GPU Computing (AP 278)

Odyssey and GPU Computing on Odyssey

Before proceeding further, make yourself familiar with the basics of Odyssey and GPU computing on Odyssey:

https://rc.fas.harvard.edu/resources/odyssey-quickstart-guide/

https://rc.fas.harvard.edu/resources/documentation/gpgpu-computing-on-odyssey/

CUDA

Compiling and running CUDA code

1) Login to a node with a GPU. Use the holyseasgpu partition (for AP 278).

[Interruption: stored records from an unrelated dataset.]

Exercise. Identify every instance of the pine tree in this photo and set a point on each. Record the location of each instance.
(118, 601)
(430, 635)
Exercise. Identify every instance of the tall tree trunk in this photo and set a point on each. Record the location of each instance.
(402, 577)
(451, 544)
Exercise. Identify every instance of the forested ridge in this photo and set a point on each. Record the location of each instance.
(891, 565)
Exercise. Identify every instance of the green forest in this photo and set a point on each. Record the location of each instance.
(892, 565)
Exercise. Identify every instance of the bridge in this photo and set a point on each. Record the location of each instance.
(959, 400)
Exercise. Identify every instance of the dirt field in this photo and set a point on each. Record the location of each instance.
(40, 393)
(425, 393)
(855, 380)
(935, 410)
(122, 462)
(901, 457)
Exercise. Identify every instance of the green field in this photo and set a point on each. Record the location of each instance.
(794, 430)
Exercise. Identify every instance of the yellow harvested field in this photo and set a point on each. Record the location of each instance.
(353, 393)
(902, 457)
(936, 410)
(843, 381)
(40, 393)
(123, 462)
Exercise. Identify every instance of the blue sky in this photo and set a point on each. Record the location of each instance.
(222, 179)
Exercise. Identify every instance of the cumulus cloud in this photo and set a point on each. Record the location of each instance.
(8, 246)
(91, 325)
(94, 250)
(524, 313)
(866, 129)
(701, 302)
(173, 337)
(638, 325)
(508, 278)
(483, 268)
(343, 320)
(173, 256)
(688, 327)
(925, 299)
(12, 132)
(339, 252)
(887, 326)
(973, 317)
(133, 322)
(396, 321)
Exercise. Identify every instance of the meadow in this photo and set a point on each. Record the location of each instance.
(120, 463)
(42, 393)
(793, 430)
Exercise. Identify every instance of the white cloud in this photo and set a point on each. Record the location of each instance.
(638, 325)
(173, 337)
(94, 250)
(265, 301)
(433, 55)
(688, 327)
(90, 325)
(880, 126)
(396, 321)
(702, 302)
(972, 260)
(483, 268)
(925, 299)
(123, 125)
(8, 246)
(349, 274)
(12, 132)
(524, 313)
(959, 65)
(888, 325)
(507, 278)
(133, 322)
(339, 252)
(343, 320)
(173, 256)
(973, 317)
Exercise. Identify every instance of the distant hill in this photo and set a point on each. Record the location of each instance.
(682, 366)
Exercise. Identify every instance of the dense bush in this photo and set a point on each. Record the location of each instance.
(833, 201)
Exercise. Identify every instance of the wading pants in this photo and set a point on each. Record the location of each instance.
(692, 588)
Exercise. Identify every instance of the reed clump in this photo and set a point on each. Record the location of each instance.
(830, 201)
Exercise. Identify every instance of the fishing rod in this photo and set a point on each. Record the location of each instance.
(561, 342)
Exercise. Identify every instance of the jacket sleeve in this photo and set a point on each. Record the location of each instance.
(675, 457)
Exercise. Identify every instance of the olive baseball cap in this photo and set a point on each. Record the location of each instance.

srun --pty --x11=first -p holyseasgpu --mem 4000 -t 0-10:00 --gres=gpu:1 bash

2) To find out the cuda versions available, In a command window, type:

module-query cuda

3) Load one of the available modules (try cuda/9.2.88 or cuda/8.0):

module load cuda/9.2.88

4) Write or obtain a cuda code. Here are example cuda codes from the following excellent reference (go through the reference to understand the difference between the three versions below):

https://devblogs.nvidia.com/even-easier-introduction-cuda/

add.cu

add_block.cu

add_grid.cu

5) Compile the code:

To compile, for example add.cu, in a terminal type:

nvcc add.cu -o add_cuda

6) Run the code in interactive mode (test runs only):

./add_cuda

7) Running batch jobs

Create a script (say runscript.sh) to run the executable by copying and pasting the following lines:

#!/bin/bash
#SBATCH -p holyseasgpu #Partition to submit to 
#SBATCH -n 1 #Number of cores 
#SBATCH --gres=gpu
#SBATCH -t 5 #Runtime in minutes 
#SBATCH --mem-per-cpu=100 #Memory per cpu in MB (see also --mem)
module load cuda/9.2.88-fasrc01
time ./add_cuda

4) Run the script in batch mode with:

sbatch runscript.sh

Links on CUDA (with tutorials and sample CUDA programs)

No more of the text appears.